Reemerging from the hatch, Donald shined the flashlight in the distance. The mud stretched away in all directions as far as the light could penetrate. A few isolated mirrorlike puddles of water reflected back at him.

“Hello!” Donald called after cupping his hands around his mouth. He waited. A slight echo seemed to come from the direction of the Oceanus’s bow. Donald yelled again; a distinct echo came back in what he estimated to be around three or four seconds.

Donald climbed back down into the submersible after lowering the hatch. The others looked at him expectantly.

“This is the damnedest thing I’ve ever seen,” he said.

“We’re in some kind of cavern that apparently was recently filled with water.”

“But now it’s filled with air,” Suzanne said.

“It’s definitely air,” Donald said. “Beyond that, I don’t know what to think. Maybe Mr. Bergman is right. Maybe we’ve somehow been pulled inside the seamount.”

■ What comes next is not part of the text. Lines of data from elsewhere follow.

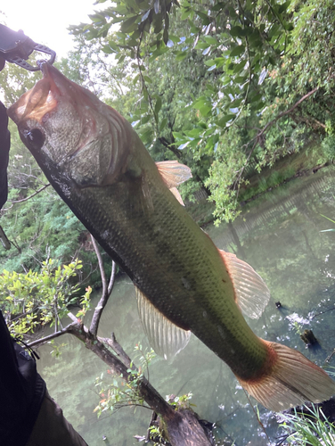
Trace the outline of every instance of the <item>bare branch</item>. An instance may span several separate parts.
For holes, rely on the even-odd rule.
[[[28,200],[30,200],[30,198],[32,198],[33,196],[37,195],[37,194],[39,194],[40,192],[44,191],[45,189],[46,189],[46,187],[48,187],[50,186],[50,183],[48,183],[47,185],[45,185],[44,186],[40,187],[39,189],[37,189],[34,194],[32,194],[31,195],[26,197],[26,198],[22,198],[22,200],[12,200],[12,202],[14,203],[14,202],[27,202]]]
[[[78,325],[78,319],[76,318],[76,321],[72,322],[72,324],[69,324],[69,326],[64,326],[61,330],[59,330],[58,332],[53,333],[52,334],[49,334],[48,336],[41,337],[40,339],[37,339],[36,341],[33,341],[32,343],[29,343],[27,344],[29,347],[36,347],[37,345],[40,345],[41,343],[47,343],[48,341],[51,341],[52,339],[54,339],[56,337],[61,336],[61,334],[65,334],[65,333],[70,333],[71,326],[74,325]]]
[[[9,208],[5,208],[5,209],[3,209],[3,211],[9,211],[10,209],[12,208],[12,206],[14,204],[16,204],[17,202],[27,202],[28,200],[30,200],[30,198],[33,198],[35,195],[37,195],[37,194],[39,194],[40,192],[44,191],[45,189],[46,189],[46,187],[48,187],[50,186],[50,183],[48,183],[47,185],[45,185],[43,187],[40,187],[39,189],[37,189],[36,192],[34,192],[34,194],[32,194],[31,195],[26,197],[26,198],[22,198],[22,200],[12,200],[12,205],[9,207]]]
[[[96,241],[95,241],[94,237],[92,235],[92,234],[91,234],[91,239],[92,239],[93,245],[94,247],[96,257],[98,259],[100,274],[101,274],[102,280],[102,297],[99,301],[98,305],[95,307],[94,314],[93,315],[91,326],[90,326],[90,332],[92,333],[92,334],[96,335],[96,334],[98,332],[100,318],[102,317],[102,310],[103,310],[104,307],[106,306],[108,299],[109,299],[110,293],[111,293],[113,286],[114,286],[116,265],[115,265],[115,262],[113,261],[112,268],[111,268],[110,279],[109,285],[107,285],[106,273],[105,273],[104,267],[103,267],[102,257],[102,254],[99,251],[98,244],[96,243]]]
[[[125,364],[125,366],[130,368],[132,360],[116,340],[114,333],[110,334],[110,338],[106,337],[102,341],[107,343],[111,349],[113,349],[117,355],[120,357],[121,361]],[[134,368],[134,365],[132,368]]]

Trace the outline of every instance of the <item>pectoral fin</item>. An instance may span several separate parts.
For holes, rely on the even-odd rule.
[[[173,324],[137,287],[135,290],[138,314],[150,344],[157,354],[165,359],[171,359],[186,347],[191,332]]]
[[[269,289],[250,265],[231,252],[219,252],[233,284],[236,303],[244,314],[257,319],[270,300]]]

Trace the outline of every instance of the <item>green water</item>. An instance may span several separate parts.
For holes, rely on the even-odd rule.
[[[334,186],[335,169],[323,169],[248,204],[231,227],[206,227],[219,248],[252,265],[271,290],[271,301],[262,317],[248,319],[252,329],[268,341],[297,348],[319,365],[335,348],[335,310],[331,311],[335,309],[335,233],[320,232],[335,228],[321,215],[335,219]],[[278,301],[281,310],[275,306]],[[298,333],[305,328],[313,329],[319,349],[305,347]],[[99,334],[110,336],[110,332],[131,357],[135,344],[147,345],[133,285],[126,277],[118,280],[102,318]],[[110,378],[107,366],[70,335],[57,342],[67,344],[61,358],[49,355],[50,346],[41,347],[38,369],[68,419],[90,446],[139,444],[133,435],[145,435],[151,411],[124,408],[97,419],[93,412],[99,401],[94,380],[102,373]],[[335,356],[330,366],[335,367]],[[201,418],[216,422],[221,442],[230,438],[236,446],[268,444],[233,375],[194,336],[171,364],[157,358],[150,380],[163,396],[192,392],[194,409]],[[259,409],[274,444],[277,421],[274,414],[261,406]]]

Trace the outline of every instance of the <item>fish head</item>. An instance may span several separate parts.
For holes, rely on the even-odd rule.
[[[130,124],[53,65],[40,68],[43,78],[8,109],[23,144],[45,171],[79,186],[111,184],[126,169]]]

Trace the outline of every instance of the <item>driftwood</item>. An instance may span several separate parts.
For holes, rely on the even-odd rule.
[[[133,379],[133,376],[128,372],[129,368],[137,370],[132,363],[130,358],[117,342],[114,334],[110,338],[102,338],[97,335],[99,321],[102,310],[108,301],[113,288],[115,279],[115,264],[111,277],[107,283],[103,268],[102,256],[99,252],[95,241],[93,239],[94,246],[97,254],[99,267],[102,279],[102,293],[97,307],[94,312],[90,327],[86,326],[80,319],[78,319],[72,313],[68,316],[72,319],[72,323],[53,334],[37,339],[29,344],[33,347],[45,343],[51,339],[54,339],[65,333],[76,336],[85,343],[85,346],[97,355],[105,362],[115,375],[121,376],[126,381]],[[111,351],[111,349],[113,351]],[[196,414],[192,411],[176,410],[168,404],[149,383],[147,378],[143,377],[139,384],[139,392],[142,398],[152,410],[159,414],[167,428],[167,436],[171,446],[212,446],[214,444],[205,434],[204,428],[200,424]]]

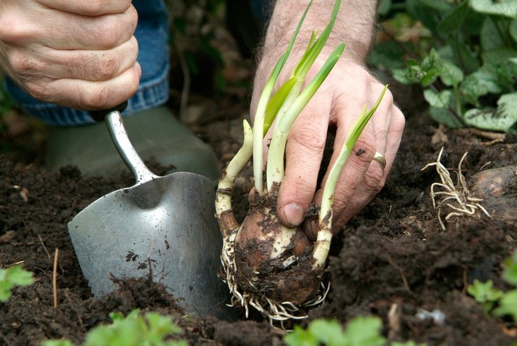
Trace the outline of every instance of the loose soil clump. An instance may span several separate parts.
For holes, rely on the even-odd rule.
[[[486,315],[467,287],[477,279],[510,289],[500,278],[500,264],[516,248],[515,219],[462,217],[446,223],[442,230],[429,194],[431,184],[439,178],[433,169],[421,168],[436,161],[444,147],[442,164],[456,170],[468,151],[462,171],[469,182],[480,171],[517,164],[517,137],[490,141],[477,132],[437,127],[425,115],[402,107],[407,126],[386,186],[333,240],[326,269],[331,284],[326,302],[309,310],[307,320],[299,323],[305,326],[323,317],[345,324],[355,316],[376,315],[382,318],[382,332],[390,340],[509,345],[517,340],[515,324]],[[235,124],[240,122],[218,120],[203,130],[203,138],[214,146],[221,164],[228,154],[225,148],[232,147],[222,143],[221,136],[235,138],[231,129],[238,129]],[[159,168],[153,171],[164,173]],[[37,165],[0,157],[0,266],[23,262],[36,278],[34,284],[16,287],[8,301],[0,303],[0,345],[36,345],[61,338],[80,344],[93,326],[110,322],[110,312],[125,315],[136,308],[172,315],[191,345],[282,344],[284,332],[256,314],[247,320],[239,310],[240,317],[231,322],[211,316],[184,318],[177,303],[181,297],[170,296],[162,285],[145,278],[117,278],[117,291],[92,296],[66,224],[100,196],[131,186],[129,173],[112,180],[82,177],[73,167],[49,173]],[[516,206],[515,179],[511,184],[502,195],[510,199],[507,208]],[[234,206],[244,215],[248,177],[241,179],[240,186]]]

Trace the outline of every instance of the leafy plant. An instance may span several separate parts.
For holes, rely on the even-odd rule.
[[[390,1],[384,2],[387,13]],[[393,70],[393,77],[421,84],[430,114],[440,123],[517,132],[517,2],[406,0],[405,5],[398,10],[427,29],[431,48],[415,52],[417,45],[401,45],[398,52],[409,59],[405,68]]]
[[[126,317],[112,312],[113,323],[100,325],[86,336],[82,346],[187,346],[186,340],[172,340],[170,337],[182,333],[170,316],[157,312],[140,314],[136,309]],[[43,346],[72,346],[68,340],[49,340]]]
[[[357,317],[343,330],[335,319],[314,319],[307,329],[298,325],[284,337],[288,346],[382,346],[386,340],[381,335],[382,321],[379,317]],[[414,341],[393,342],[392,346],[417,346]],[[421,344],[423,346],[425,344]]]
[[[503,266],[503,279],[517,286],[517,251],[504,261]],[[510,316],[517,322],[517,288],[504,292],[495,288],[492,280],[481,282],[474,280],[467,291],[481,304],[485,312],[498,317]]]
[[[314,305],[324,299],[325,290],[320,289],[321,277],[332,238],[332,206],[336,182],[354,144],[386,92],[385,88],[371,110],[365,107],[362,114],[358,115],[335,164],[330,168],[319,212],[319,231],[316,242],[312,244],[301,229],[282,226],[276,215],[276,196],[284,175],[287,136],[294,121],[344,49],[344,43],[339,44],[302,89],[306,75],[330,34],[340,3],[340,0],[335,2],[330,22],[321,35],[313,32],[290,78],[272,96],[310,3],[285,53],[263,89],[253,129],[244,122],[244,144],[223,171],[216,194],[216,213],[224,240],[221,259],[232,303],[245,307],[247,314],[251,305],[270,321],[304,318],[303,312],[298,313],[300,306]],[[273,121],[276,121],[276,126],[272,129],[264,177],[263,141]],[[235,178],[252,154],[256,194],[247,216],[239,224],[231,206],[232,189]]]
[[[32,273],[23,268],[21,264],[0,269],[0,301],[7,301],[15,286],[29,286],[34,282]]]

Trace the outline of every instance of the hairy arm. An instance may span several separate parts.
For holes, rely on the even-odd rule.
[[[309,2],[308,0],[275,1],[264,43],[264,56],[278,57],[283,53]],[[339,42],[345,42],[344,57],[364,62],[373,42],[378,2],[377,0],[343,0],[327,46],[333,49]],[[300,31],[298,41],[310,37],[313,29],[319,31],[324,29],[333,6],[333,1],[313,1]]]
[[[366,105],[371,107],[384,85],[366,69],[365,60],[374,38],[377,1],[342,0],[332,34],[307,78],[310,79],[339,42],[344,52],[312,99],[295,122],[286,147],[286,175],[279,191],[278,217],[287,226],[301,224],[311,203],[319,204],[321,185],[318,175],[329,127],[335,128],[337,159],[349,129]],[[284,53],[309,0],[277,0],[257,66],[251,112],[272,66]],[[305,50],[312,30],[321,31],[328,22],[334,1],[314,0],[291,56],[279,76],[289,78]],[[405,120],[388,92],[358,140],[356,154],[349,157],[336,187],[334,202],[335,233],[360,211],[382,188],[398,149]],[[273,124],[274,126],[274,124]],[[267,151],[267,147],[264,149]],[[375,153],[386,157],[386,168],[372,161]],[[328,173],[328,171],[327,171]],[[310,236],[317,231],[314,222],[303,225]]]

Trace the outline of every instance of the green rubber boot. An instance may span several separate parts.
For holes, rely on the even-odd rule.
[[[175,171],[193,172],[217,180],[219,169],[212,148],[181,124],[166,106],[124,117],[129,140],[140,157],[152,157]],[[103,122],[52,127],[45,166],[50,171],[73,165],[85,175],[105,178],[128,168],[120,158]]]

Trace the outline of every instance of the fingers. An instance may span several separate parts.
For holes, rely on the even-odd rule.
[[[131,7],[131,0],[88,0],[87,1],[63,1],[62,0],[39,0],[49,8],[59,9],[83,15],[102,15],[109,13],[122,13]]]
[[[136,62],[109,80],[57,79],[42,85],[29,83],[28,87],[36,99],[75,109],[96,110],[115,107],[134,95],[141,75],[140,64]]]
[[[286,146],[285,177],[278,194],[277,215],[290,227],[303,221],[312,201],[323,158],[330,103],[323,93],[309,102],[291,129]],[[327,109],[326,106],[327,106]]]
[[[0,39],[56,50],[110,49],[128,41],[138,22],[133,6],[123,13],[96,16],[34,6],[32,2],[13,0],[3,4]]]
[[[30,80],[78,79],[108,80],[127,70],[136,61],[138,43],[131,36],[110,50],[57,50],[41,47],[37,51],[18,45],[7,48],[10,64]],[[42,80],[43,82],[43,80]]]
[[[140,82],[137,22],[129,0],[4,0],[0,64],[41,101],[111,108],[134,94]]]

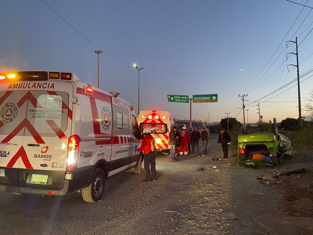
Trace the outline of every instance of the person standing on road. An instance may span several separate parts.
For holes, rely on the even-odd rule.
[[[195,130],[191,133],[191,137],[190,138],[192,140],[191,141],[191,147],[192,149],[191,156],[194,156],[196,155],[196,154],[195,153],[195,146],[196,146],[197,149],[197,156],[199,157],[200,156],[200,152],[199,149],[199,141],[201,138],[201,134],[199,132],[198,127],[195,128]]]
[[[191,127],[189,128],[189,137],[190,138],[190,142],[191,142],[191,141],[192,140],[191,139],[191,133],[192,133],[192,131],[193,129]],[[188,143],[188,151],[189,151],[189,153],[192,153],[191,151],[191,145],[190,144],[190,143]]]
[[[151,135],[151,130],[149,128],[145,128],[143,133],[145,135],[142,139],[141,146],[137,151],[139,153],[143,151],[144,155],[145,171],[146,178],[143,180],[145,183],[150,181],[155,181],[156,179],[156,150],[154,143],[154,138]],[[150,177],[150,167],[152,177]]]
[[[175,159],[175,146],[177,144],[177,138],[176,137],[176,132],[177,130],[177,127],[174,126],[173,129],[171,130],[169,135],[169,139],[168,140],[168,145],[170,147],[170,154],[171,155],[171,161],[176,162]]]
[[[205,128],[202,128],[202,132],[201,133],[201,140],[202,141],[202,148],[203,149],[203,153],[201,157],[206,157],[207,155],[207,146],[208,145],[208,141],[209,139],[209,134],[208,132],[205,130]]]
[[[182,130],[178,135],[178,139],[180,143],[180,152],[182,152],[183,156],[185,155],[185,151],[186,155],[188,155],[188,150],[187,149],[187,147],[190,143],[190,137],[187,132],[187,129],[186,127],[183,127]]]
[[[217,145],[219,145],[220,143],[222,144],[222,149],[223,150],[224,154],[224,157],[223,158],[228,158],[228,145],[232,143],[232,139],[229,134],[224,129],[221,130],[221,133],[218,136]]]

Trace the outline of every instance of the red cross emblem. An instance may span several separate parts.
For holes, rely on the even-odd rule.
[[[159,125],[156,126],[156,128],[159,129],[159,131],[161,131],[163,129],[163,128],[162,126],[162,125]]]

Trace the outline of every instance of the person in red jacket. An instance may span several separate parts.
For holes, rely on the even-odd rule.
[[[182,127],[182,130],[178,135],[179,143],[180,143],[180,152],[182,152],[183,155],[188,154],[188,144],[190,143],[190,137],[186,130],[186,127]]]
[[[137,151],[140,152],[143,151],[145,154],[145,171],[146,171],[146,179],[143,180],[145,183],[151,181],[155,181],[156,178],[156,151],[154,143],[154,138],[151,135],[151,130],[150,128],[145,128],[143,133],[145,135],[141,142],[141,146]],[[150,177],[150,167],[151,166],[151,177]]]

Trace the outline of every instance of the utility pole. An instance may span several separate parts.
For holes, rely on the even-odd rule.
[[[241,97],[241,100],[242,101],[242,109],[243,110],[244,112],[244,132],[246,132],[246,121],[244,119],[244,97],[246,96],[248,96],[248,94],[246,94],[245,95],[244,94],[242,96],[240,95],[240,94],[238,95],[238,96],[239,97]]]
[[[230,112],[225,112],[225,114],[227,115],[227,133],[229,132],[228,131],[228,114],[230,114]]]
[[[189,100],[190,101],[190,115],[189,116],[189,128],[190,128],[192,127],[191,126],[191,102],[192,101],[192,99],[189,99]]]
[[[249,111],[249,110],[247,109],[246,111],[247,111],[247,125],[249,125],[249,116],[248,115],[248,111]]]
[[[95,50],[95,53],[98,55],[98,89],[99,89],[99,54],[102,53],[102,51],[100,50]]]
[[[287,68],[288,68],[288,66],[289,65],[292,65],[293,66],[295,66],[295,67],[297,67],[297,72],[298,73],[298,99],[299,102],[299,123],[300,124],[300,126],[302,126],[302,116],[301,115],[301,97],[300,96],[300,76],[299,75],[299,58],[298,56],[298,39],[297,38],[297,37],[295,37],[295,41],[288,41],[286,42],[286,43],[290,42],[293,42],[294,43],[295,43],[295,48],[296,51],[296,53],[294,53],[293,52],[289,52],[289,53],[287,53],[287,54],[293,54],[294,55],[295,55],[297,56],[297,65],[287,65]],[[287,55],[286,55],[286,57],[287,56]],[[289,70],[288,70],[289,71]]]
[[[259,112],[257,112],[257,113],[259,113],[259,122],[260,125],[261,125],[261,114],[260,114],[260,102],[258,102],[258,104],[256,106],[259,106],[259,108],[257,108],[257,109],[259,109]]]

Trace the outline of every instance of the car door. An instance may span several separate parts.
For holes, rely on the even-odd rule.
[[[140,147],[141,132],[138,125],[136,117],[131,115],[131,163],[130,167],[136,165],[140,157],[140,153],[137,149]]]
[[[17,185],[20,161],[32,167],[27,156],[20,157],[29,91],[1,87],[6,91],[0,91],[0,183]]]

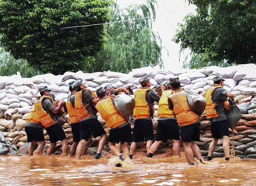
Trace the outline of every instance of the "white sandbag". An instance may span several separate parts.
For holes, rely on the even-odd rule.
[[[9,98],[8,97],[5,97],[0,100],[0,104],[4,104],[9,105],[11,103],[9,102]]]
[[[128,121],[135,106],[135,100],[128,95],[122,94],[116,96],[114,100],[118,112],[125,121]]]
[[[199,78],[198,78],[197,79],[195,79],[192,81],[191,81],[191,82],[190,82],[192,84],[194,84],[196,82],[204,82],[204,77],[200,77]]]
[[[20,107],[20,104],[18,103],[12,103],[9,105],[9,107],[10,108],[16,108]]]
[[[155,77],[154,77],[154,79],[158,82],[162,82],[163,81],[165,80],[165,79],[164,79],[164,77],[166,75],[164,74],[158,74],[155,76]]]
[[[55,97],[55,100],[59,100],[61,101],[64,100],[66,98],[68,98],[68,93],[64,93],[64,92],[61,92],[60,94],[57,95]]]
[[[188,74],[187,73],[185,73],[181,74],[178,75],[179,79],[181,83],[188,84],[190,83],[191,80],[188,76]],[[174,76],[174,75],[173,75]],[[168,79],[167,81],[169,81],[169,80]]]
[[[238,84],[239,85],[244,85],[249,86],[252,82],[253,82],[253,80],[251,81],[245,79],[243,79],[238,82]]]
[[[68,86],[65,85],[62,85],[62,86],[60,86],[59,87],[59,90],[61,92],[69,92],[70,91],[69,90],[69,87]]]
[[[55,76],[52,74],[46,74],[44,75],[44,80],[45,83],[48,85],[50,85],[55,82]]]
[[[38,84],[45,82],[44,79],[44,75],[37,75],[31,78],[32,81]]]
[[[0,100],[6,97],[7,94],[5,92],[1,92],[0,93]]]
[[[200,72],[195,72],[188,74],[188,76],[190,79],[191,81],[193,81],[196,79],[201,77],[205,77],[207,76],[206,75]]]
[[[256,88],[254,87],[246,87],[240,90],[242,94],[245,95],[250,95],[256,93]]]
[[[21,87],[16,87],[13,89],[13,91],[17,95],[22,94],[24,92]]]
[[[155,76],[156,76],[155,75]],[[164,75],[163,75],[164,77],[164,80],[165,81],[169,81],[169,78],[171,77],[174,77],[175,76],[172,74],[171,73],[169,73]],[[154,77],[154,79],[155,79],[155,77]]]
[[[197,82],[194,84],[191,88],[191,89],[197,89],[199,88],[203,88],[203,87],[206,85],[206,83],[204,82]]]
[[[13,103],[19,103],[20,100],[17,97],[14,97],[13,98],[10,98],[9,99],[8,101],[10,104]]]
[[[25,106],[23,107],[20,107],[19,108],[19,112],[22,114],[26,114],[28,113],[30,111],[31,109],[32,108],[32,106]]]
[[[103,84],[104,83],[103,83]],[[124,86],[126,84],[120,81],[116,82],[113,85],[114,87],[116,88],[122,87]]]

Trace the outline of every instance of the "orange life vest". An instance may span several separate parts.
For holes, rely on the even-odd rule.
[[[140,89],[135,91],[134,99],[135,106],[133,109],[133,115],[135,119],[147,118],[151,116],[149,113],[149,105],[146,100],[147,93],[149,89],[148,88]],[[152,106],[154,113],[154,107]]]
[[[26,121],[27,122],[31,122],[39,125],[41,125],[40,119],[36,113],[34,105],[33,105],[29,113],[27,116],[27,118],[26,118]]]
[[[66,103],[67,110],[68,110],[68,116],[69,116],[70,119],[70,122],[71,124],[79,122],[79,118],[77,118],[77,116],[76,115],[76,110],[72,106],[71,102],[69,101],[71,97],[75,96],[75,94],[73,94],[71,96],[69,95],[68,99],[68,102],[66,102]]]
[[[45,112],[43,108],[42,101],[44,99],[49,99],[52,102],[53,105],[55,105],[53,99],[51,96],[43,96],[35,103],[34,106],[36,113],[41,124],[44,127],[47,128],[52,125],[55,122],[55,120],[53,119],[50,114]]]
[[[172,90],[165,90],[162,94],[158,103],[158,118],[174,118],[173,111],[168,107],[168,97],[172,94]]]
[[[76,113],[76,116],[80,120],[84,119],[91,116],[91,114],[89,114],[87,111],[86,107],[91,103],[88,103],[86,105],[84,105],[82,102],[83,92],[85,90],[88,90],[94,97],[96,97],[96,95],[94,92],[90,89],[84,89],[76,93],[76,97],[75,98],[75,109]],[[91,103],[93,106],[95,107],[94,104],[92,103]]]
[[[217,113],[215,109],[216,105],[221,105],[221,104],[217,104],[214,103],[212,97],[213,91],[215,89],[218,88],[222,88],[222,87],[217,84],[214,84],[212,86],[206,89],[204,97],[206,100],[206,106],[205,107],[205,115],[207,119],[218,117],[220,114]]]
[[[110,128],[115,128],[125,122],[112,102],[112,98],[108,97],[100,101],[95,106],[97,110],[107,125]]]
[[[198,120],[199,116],[189,106],[186,94],[182,89],[172,91],[169,97],[173,105],[173,112],[180,125],[188,125]]]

“The name is Perry, for chrissake,” Perry said. “Give me the light! I’m going to take a look.” He took the flashlight from Donald and clumsily climbed the ladder up through the sub’s sail. He had to hook one elbow around the top rung and jam the flashlight into his pocket to raise the heavy, wedged-shaped hatch.

“My god!” Perry exclaimed after he had imitated Donald’s actions, including testing for echoes. He climbed back down but left the hatch ajar. He handed the flashlight to Suzanne, who took her turn.

When Suzanne returned the three looked at each other and shook their heads. None of them had an explanation although each hoped one of the others might.